Mi tío Goro, es un tío muy especial. Irónicamente, su nombre significa ''el quinto hijo'', siendo él el numero cinco en el rango de hermanos de mi padre.
Tiene veintiséis años y es cronista, aunque es joven, ya publica columnas semanales y diarias en varios periódicos de prestigio. Es muy listo y siempre tiene buena platica. Esa noche se quedo hasta tarde con nosotros. Cuando ya todos se habían retirado, me hablo desde la cocina para entregarme mi regalazo.

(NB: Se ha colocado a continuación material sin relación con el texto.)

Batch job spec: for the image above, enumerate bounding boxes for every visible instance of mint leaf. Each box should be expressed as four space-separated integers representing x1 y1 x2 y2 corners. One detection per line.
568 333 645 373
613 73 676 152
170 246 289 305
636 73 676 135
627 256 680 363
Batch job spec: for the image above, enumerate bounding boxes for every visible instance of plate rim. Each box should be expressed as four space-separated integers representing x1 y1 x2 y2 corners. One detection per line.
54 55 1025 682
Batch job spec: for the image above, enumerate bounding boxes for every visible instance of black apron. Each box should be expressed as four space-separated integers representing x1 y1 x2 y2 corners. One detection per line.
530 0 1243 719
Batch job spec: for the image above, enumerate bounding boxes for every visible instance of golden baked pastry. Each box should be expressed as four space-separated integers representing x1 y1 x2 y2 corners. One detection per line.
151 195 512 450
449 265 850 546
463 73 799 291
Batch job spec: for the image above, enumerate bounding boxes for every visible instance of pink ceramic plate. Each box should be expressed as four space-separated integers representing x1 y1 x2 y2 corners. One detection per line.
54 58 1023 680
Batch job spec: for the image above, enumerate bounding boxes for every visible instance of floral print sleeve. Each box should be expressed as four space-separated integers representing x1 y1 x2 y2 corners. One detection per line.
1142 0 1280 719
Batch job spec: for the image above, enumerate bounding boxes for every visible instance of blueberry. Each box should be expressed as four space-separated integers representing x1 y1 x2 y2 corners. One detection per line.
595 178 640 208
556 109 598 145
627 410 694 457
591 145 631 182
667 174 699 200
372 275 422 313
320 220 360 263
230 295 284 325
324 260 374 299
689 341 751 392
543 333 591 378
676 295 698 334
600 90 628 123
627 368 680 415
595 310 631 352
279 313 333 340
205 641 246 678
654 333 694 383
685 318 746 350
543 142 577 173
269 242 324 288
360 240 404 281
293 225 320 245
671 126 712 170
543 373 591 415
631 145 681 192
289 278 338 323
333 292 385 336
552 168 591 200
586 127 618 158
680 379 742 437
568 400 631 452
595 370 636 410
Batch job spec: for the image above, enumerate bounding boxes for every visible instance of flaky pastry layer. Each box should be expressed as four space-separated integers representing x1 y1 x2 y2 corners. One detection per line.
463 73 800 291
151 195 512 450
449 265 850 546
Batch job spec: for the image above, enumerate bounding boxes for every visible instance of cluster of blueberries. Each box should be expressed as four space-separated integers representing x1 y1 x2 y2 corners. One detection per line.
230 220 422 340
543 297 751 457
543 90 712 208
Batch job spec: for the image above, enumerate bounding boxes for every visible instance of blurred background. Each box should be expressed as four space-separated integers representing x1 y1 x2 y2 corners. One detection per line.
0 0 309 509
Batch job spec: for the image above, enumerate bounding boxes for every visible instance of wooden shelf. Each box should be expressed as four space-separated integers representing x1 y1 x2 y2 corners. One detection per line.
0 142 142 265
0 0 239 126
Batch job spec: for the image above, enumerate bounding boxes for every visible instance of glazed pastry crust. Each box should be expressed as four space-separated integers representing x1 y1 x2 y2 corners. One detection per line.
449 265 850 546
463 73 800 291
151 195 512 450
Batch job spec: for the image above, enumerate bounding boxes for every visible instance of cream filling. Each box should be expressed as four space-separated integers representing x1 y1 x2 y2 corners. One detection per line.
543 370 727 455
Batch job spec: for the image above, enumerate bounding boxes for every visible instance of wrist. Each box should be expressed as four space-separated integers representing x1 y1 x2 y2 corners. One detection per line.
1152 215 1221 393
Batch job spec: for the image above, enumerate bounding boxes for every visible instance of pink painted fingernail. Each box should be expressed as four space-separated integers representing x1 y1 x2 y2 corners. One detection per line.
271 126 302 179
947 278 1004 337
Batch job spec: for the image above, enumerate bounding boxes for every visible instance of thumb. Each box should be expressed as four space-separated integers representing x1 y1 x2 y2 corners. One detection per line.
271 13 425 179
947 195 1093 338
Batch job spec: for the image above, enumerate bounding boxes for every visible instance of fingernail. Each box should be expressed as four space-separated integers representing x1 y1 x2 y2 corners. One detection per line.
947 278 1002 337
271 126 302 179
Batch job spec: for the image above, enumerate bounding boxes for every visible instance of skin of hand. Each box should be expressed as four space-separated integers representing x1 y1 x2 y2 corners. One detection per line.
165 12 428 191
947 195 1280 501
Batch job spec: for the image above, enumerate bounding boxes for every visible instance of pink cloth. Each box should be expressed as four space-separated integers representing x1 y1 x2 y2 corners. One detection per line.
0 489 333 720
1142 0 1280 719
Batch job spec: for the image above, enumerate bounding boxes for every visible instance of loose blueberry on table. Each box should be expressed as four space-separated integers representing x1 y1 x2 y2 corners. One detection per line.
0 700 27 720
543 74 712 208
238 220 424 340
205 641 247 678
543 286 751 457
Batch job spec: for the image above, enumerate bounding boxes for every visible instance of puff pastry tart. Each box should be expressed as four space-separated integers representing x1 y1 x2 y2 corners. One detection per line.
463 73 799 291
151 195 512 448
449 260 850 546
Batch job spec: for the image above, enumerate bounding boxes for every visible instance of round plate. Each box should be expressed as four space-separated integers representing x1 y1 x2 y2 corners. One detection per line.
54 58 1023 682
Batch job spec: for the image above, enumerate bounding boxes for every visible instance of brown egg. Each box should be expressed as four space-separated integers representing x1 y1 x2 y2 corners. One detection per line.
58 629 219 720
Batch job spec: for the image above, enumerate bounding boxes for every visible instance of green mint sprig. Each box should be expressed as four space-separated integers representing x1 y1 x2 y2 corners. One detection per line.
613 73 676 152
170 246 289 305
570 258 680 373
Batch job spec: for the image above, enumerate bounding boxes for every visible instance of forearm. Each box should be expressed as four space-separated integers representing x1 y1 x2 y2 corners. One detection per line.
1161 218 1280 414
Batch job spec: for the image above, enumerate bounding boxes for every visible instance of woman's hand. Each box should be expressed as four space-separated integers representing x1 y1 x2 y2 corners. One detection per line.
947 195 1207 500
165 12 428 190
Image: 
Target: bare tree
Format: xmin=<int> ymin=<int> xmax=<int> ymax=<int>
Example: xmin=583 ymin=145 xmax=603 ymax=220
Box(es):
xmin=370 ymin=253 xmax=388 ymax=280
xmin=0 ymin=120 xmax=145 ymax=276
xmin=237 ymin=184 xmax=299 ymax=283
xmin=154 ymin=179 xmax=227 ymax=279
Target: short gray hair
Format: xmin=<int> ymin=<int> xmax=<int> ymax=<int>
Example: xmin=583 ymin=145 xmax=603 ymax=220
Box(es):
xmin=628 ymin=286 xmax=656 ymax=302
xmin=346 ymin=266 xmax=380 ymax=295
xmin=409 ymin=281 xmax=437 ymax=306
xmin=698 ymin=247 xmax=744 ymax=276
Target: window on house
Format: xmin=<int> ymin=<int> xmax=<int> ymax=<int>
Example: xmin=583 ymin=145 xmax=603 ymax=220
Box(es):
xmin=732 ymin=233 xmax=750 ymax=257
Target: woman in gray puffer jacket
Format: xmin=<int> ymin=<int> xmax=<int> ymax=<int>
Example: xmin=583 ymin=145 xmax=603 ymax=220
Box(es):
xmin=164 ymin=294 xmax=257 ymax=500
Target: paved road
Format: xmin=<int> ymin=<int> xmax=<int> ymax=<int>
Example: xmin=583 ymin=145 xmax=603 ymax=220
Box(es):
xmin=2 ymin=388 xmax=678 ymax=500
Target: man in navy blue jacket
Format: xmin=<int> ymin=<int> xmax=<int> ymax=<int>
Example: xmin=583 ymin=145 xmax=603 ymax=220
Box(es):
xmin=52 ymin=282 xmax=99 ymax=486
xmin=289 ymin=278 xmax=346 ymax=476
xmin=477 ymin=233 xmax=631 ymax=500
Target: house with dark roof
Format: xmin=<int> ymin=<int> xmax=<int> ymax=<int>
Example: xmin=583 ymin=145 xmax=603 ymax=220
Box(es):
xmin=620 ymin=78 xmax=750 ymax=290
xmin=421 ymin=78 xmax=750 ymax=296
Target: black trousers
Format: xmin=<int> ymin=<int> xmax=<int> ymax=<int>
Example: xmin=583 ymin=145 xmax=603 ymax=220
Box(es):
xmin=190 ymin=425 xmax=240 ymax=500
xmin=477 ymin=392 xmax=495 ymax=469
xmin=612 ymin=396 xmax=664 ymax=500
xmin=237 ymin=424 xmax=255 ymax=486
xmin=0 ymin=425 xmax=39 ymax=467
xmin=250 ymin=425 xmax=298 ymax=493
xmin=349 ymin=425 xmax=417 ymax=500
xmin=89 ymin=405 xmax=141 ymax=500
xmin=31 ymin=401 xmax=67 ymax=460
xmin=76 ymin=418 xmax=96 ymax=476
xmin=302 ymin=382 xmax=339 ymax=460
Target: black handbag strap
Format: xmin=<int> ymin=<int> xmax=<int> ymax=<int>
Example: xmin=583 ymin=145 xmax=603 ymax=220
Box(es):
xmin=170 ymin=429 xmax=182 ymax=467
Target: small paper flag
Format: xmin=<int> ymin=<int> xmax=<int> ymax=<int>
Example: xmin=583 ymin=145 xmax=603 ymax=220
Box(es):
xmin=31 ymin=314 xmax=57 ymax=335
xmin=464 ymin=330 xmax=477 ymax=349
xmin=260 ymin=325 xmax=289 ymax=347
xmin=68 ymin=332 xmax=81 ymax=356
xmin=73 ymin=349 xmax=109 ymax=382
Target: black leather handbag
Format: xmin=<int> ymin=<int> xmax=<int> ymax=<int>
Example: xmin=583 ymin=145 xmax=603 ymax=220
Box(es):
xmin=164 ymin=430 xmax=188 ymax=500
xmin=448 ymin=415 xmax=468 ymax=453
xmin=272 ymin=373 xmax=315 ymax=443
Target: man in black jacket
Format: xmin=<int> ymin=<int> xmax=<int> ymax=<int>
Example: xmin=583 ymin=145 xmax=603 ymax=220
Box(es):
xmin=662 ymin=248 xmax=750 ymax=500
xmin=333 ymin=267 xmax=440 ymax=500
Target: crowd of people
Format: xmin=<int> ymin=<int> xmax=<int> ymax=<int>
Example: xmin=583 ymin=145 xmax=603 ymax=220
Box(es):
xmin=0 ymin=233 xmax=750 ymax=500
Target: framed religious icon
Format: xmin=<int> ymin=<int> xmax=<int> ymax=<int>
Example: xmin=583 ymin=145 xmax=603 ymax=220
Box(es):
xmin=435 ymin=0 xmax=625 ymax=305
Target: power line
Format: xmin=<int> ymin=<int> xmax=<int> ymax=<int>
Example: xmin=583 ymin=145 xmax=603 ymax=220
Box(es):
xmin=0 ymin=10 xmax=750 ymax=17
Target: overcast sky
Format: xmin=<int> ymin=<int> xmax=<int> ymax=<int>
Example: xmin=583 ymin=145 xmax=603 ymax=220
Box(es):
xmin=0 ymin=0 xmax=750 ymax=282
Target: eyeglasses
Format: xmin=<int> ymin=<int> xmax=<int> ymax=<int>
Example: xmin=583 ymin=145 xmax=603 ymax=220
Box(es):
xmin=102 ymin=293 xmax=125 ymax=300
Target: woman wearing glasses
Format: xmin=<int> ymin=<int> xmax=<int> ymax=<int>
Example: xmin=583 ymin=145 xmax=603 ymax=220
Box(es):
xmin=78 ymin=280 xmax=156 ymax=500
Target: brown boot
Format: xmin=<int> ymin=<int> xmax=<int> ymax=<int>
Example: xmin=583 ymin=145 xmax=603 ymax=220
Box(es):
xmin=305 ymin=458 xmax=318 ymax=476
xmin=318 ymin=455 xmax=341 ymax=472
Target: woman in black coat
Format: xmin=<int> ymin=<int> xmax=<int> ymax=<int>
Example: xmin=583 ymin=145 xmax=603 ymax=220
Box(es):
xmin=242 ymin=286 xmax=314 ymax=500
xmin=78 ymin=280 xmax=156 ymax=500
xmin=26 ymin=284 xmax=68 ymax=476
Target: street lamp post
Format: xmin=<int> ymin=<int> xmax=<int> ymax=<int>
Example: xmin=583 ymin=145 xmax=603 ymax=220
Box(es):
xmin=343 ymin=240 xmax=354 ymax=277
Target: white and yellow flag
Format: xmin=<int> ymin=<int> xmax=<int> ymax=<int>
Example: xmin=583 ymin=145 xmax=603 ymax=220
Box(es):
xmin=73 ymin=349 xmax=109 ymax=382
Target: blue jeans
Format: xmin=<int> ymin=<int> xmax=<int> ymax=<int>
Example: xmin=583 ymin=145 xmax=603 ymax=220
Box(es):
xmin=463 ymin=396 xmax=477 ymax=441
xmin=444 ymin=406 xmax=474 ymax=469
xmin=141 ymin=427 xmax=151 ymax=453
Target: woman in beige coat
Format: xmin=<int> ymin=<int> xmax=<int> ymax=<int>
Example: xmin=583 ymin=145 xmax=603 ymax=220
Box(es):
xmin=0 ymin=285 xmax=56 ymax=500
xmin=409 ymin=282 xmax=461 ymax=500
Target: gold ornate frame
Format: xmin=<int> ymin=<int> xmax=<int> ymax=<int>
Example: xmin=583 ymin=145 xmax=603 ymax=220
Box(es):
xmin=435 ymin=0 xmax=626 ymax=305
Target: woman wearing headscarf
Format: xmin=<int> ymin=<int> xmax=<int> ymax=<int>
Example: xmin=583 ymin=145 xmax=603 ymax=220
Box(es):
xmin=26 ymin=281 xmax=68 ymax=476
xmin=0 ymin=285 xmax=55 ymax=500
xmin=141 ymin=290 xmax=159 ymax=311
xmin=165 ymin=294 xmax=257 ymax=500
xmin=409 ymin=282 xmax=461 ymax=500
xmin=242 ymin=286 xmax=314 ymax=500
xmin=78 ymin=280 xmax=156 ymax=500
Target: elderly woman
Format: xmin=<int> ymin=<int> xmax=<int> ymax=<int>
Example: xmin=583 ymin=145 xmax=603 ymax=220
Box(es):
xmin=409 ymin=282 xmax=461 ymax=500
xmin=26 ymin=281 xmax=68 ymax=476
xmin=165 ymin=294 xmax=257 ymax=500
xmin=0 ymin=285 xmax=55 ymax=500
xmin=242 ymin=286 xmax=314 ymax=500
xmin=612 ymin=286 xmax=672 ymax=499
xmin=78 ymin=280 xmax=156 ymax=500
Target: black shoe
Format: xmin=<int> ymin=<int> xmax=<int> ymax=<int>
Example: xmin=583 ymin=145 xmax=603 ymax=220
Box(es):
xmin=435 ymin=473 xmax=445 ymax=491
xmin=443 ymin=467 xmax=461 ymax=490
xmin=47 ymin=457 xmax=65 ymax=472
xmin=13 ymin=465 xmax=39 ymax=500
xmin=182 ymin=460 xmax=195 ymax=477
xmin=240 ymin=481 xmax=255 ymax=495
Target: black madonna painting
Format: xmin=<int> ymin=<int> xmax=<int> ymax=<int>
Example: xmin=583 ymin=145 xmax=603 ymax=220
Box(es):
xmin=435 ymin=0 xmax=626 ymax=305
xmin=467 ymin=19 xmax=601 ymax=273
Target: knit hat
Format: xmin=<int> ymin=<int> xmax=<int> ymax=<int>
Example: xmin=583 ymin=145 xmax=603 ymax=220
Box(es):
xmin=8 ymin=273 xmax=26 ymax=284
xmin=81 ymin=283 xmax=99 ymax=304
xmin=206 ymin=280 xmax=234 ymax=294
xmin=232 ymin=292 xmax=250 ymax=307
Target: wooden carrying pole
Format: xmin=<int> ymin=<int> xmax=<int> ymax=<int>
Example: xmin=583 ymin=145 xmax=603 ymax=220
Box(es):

— ¿Te sigues comiendo la cascara de las naranjas? — Me pregunto mientras se acomodaba en el comedor de la cocina.
— Nop, eso ya no.
— Entonces ya eres lo suficientemente maduro.
— ¿Y para que?
De su mochila saco un libro de tapa de gruesa. Me asuste creyendo que este era algún libro ''para adultos'', pero la preocupación se fue cuando leí mi nombre en la tapa.
— Cuando cumplí tu edad, tu padre me regalo un diario, pero en vista de que tu no tienes un hermano mayor, mi trabajo es darte uno.
—Muchas gracias tío, pero no acostumbro...
—Eres un muchacho muy serio. — Me dijo, posando una de sus manos en mi hombro. — De seguro que te guardas muchas cosas, algo has de tener que contar.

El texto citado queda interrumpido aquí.